Jeff Thomae, a graduate student at Minnesota State University in Mankato, and himself a diving coach, is seeking gay male college coaches for his thesis. He said he has three coaches already but needs more to be able to do the research. All respondents are promised confidentiality. Thomae describes what he is looking for:
I'm very interested to connect with gay male collegiate coaches of any sport, any division, head coach or assistant coach, out or closeted, who would be willing to do a 45-60 minute interview with me about his experiences. Confidentiality is a big concern for the study, and I have put in place the best processes I can to make sure that the content of the interviews, names, and institutional affiliation will be kept anonymous. My advisor and I will be the only people who have access to the interview transcripts before they are redacted for anonymity.
Like a lot of gay athletes, Thomae wrestled with his sexuality and was terrified of being found out. After a process of self-discovery, he started coming out to more people. When he accepted the diving coach job he was totally out and says there has been "zero drama" about it.
As for what he is trying to discover with his thesis, Thomae said:
In 2008, I went back to graduate school for a second time, this time for sport & exercise psychology. In our Psych of Coaching class, we discussed Krane and Barber's qualitative study about lesbian coaches. I was able to talk about my experiences, and was really interested in the apparent differences between lesbians and gay men in sport: the faulty assumption is that really good female athletes "must be" lesbian, but really good male athletes (particularly in the big time sports) are assumed to be straight.

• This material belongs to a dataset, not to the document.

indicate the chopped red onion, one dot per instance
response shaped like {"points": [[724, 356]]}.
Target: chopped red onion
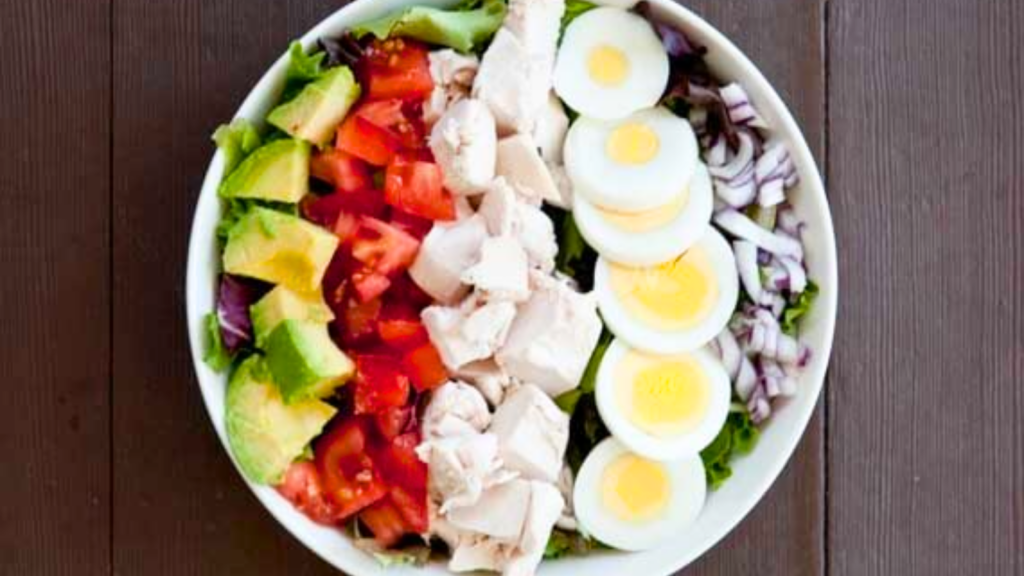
{"points": [[740, 110], [739, 225]]}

Even diving, which is derided as a "gay sport" by some, struck me as having a fairly deep closet for coaches, and it got me thinking about how difficult it must be for gay coaches in other sports to make the decision to come out or stay closeted in their work. After talking to my advisor, we agreed that doing a study like Krane and Barber but for gay male coaches could reveal both some very interesting similarities AND differences in the experiences of gay men and lesbians in coaching.